One of the most significant aspects of the series is the remarkable casting.

Jensen, portrayed by Dylan Minnette, is no stranger to suspense as his most recent flicks suggest, with the newly released 2016 horror phenomenon “Don’t Breathe,” where he starred as Alex, and his role as Zach in the 2015 adaptation of “Goosebumps.”

In “Thirteen Reasons Why,” Minnette persuasively plays a socially awkward, anxious Jensen as he steers the mysteries behind Baker’s death. While Jensen is a regular high schooler navigating the treacherous waters of adolescence, audiences of any age can relate to Minnette’s rendition of the teenager’s efforts to bring justice to a friend that perished too soon.
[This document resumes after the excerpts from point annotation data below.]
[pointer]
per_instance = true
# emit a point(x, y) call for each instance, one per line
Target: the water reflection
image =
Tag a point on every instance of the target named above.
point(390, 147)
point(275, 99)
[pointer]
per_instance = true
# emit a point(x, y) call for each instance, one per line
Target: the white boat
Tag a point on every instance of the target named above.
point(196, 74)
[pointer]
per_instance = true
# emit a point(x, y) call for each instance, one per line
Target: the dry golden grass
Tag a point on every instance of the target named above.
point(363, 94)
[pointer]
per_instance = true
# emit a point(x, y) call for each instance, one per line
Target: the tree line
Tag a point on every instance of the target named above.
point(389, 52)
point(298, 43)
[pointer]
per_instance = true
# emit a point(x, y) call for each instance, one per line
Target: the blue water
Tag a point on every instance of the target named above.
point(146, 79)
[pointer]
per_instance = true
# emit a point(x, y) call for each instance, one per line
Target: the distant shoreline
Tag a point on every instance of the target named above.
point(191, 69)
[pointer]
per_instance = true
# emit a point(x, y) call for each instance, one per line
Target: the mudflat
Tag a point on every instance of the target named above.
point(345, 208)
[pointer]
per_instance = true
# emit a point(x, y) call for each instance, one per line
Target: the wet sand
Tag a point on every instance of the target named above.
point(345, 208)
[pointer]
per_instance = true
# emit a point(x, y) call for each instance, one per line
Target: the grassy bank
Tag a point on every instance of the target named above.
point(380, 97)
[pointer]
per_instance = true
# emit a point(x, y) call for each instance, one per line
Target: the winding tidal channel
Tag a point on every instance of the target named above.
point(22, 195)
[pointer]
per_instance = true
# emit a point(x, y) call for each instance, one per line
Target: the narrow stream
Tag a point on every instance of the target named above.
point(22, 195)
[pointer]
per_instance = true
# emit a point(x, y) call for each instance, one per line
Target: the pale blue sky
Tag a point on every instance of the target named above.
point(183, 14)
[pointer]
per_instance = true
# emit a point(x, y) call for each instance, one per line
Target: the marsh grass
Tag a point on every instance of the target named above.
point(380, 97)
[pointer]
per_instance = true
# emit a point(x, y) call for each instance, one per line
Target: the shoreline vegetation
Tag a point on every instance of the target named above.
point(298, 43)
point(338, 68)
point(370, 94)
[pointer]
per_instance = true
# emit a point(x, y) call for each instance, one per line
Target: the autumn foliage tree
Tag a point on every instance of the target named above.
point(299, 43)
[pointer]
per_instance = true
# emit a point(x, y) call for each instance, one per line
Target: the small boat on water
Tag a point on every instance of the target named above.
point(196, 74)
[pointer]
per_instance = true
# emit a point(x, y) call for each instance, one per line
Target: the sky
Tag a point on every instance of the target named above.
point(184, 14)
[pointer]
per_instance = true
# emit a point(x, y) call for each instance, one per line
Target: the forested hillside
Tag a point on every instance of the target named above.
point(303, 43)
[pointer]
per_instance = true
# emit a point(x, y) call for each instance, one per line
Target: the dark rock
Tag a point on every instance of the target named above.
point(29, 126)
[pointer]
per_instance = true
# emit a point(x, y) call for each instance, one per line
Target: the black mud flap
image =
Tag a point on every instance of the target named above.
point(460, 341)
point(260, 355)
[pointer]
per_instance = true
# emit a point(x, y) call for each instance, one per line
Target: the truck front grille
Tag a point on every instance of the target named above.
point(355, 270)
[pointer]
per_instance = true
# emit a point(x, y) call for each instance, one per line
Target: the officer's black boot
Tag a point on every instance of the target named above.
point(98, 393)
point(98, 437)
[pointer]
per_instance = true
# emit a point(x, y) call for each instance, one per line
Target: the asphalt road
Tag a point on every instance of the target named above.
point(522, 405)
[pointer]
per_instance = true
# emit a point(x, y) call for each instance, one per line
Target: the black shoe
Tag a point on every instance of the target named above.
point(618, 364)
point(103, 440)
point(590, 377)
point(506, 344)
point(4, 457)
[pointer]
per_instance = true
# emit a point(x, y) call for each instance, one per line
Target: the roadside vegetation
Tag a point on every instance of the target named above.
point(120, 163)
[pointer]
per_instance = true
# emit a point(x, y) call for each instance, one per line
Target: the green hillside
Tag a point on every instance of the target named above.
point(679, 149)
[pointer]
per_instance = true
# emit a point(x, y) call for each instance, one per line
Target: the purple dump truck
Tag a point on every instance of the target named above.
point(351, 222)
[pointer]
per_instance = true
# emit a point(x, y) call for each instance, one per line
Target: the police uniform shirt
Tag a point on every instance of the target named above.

Baker’s mother, played by Kate Walsh, flawlessly represented the grief stricken, determined mother ceaselessly fighting to ensure her daughter’s death will not remain a faceless tragedy.

Walsh’s success in envisioning strong, resolute women on screen is evident as from her most prominent role as Dr. Addison Forbes Montgomery-Shepherd on “Grey’s Anatomy,” from 2005 through 2012 and from “Private Practice,” which aired from 2007 through 2013. Walsh represented a mother’s grief in the only way it should be—gritty, unfiltered and tragic. Audiences look to Mrs. Baker and feel the crushing gravity of a mother’s loss as she desperately searches for the “why” in an endless sea of questions.

While audiences become swept away in the details that is Baker’s demise, they also get a harsh look into the reality of the modern teenager.

In “Thirteen Reasons Why,” as a new student, Baker adapts to her new school as any would expect: she makes friends, crushes on classmates and deals with new dramas. But as quickly as Baker seems to find her footing, she is knocked off balance as she becomes the target of ridicule and rumours, even from those closest to her. Suddenly those who are her allies, become bystanders.

From the outside of the conflict, school administrators and parents remain oblivious to the ongoing battles Baker faces in her day to day. It is not until after her death that parents throughout the school become curious about their children’s well being.

While the conflict that precedes Baker’s death is as intense as it is turbulent, it is in no way unique to the high school experience where relentless taunting and sexual violence can become a reality to some.

The allure in Baker’s journey is not an imaginative narrative, rather one that is representative of a larger, regular problem that teenagers are often faced with every morning when they go to school.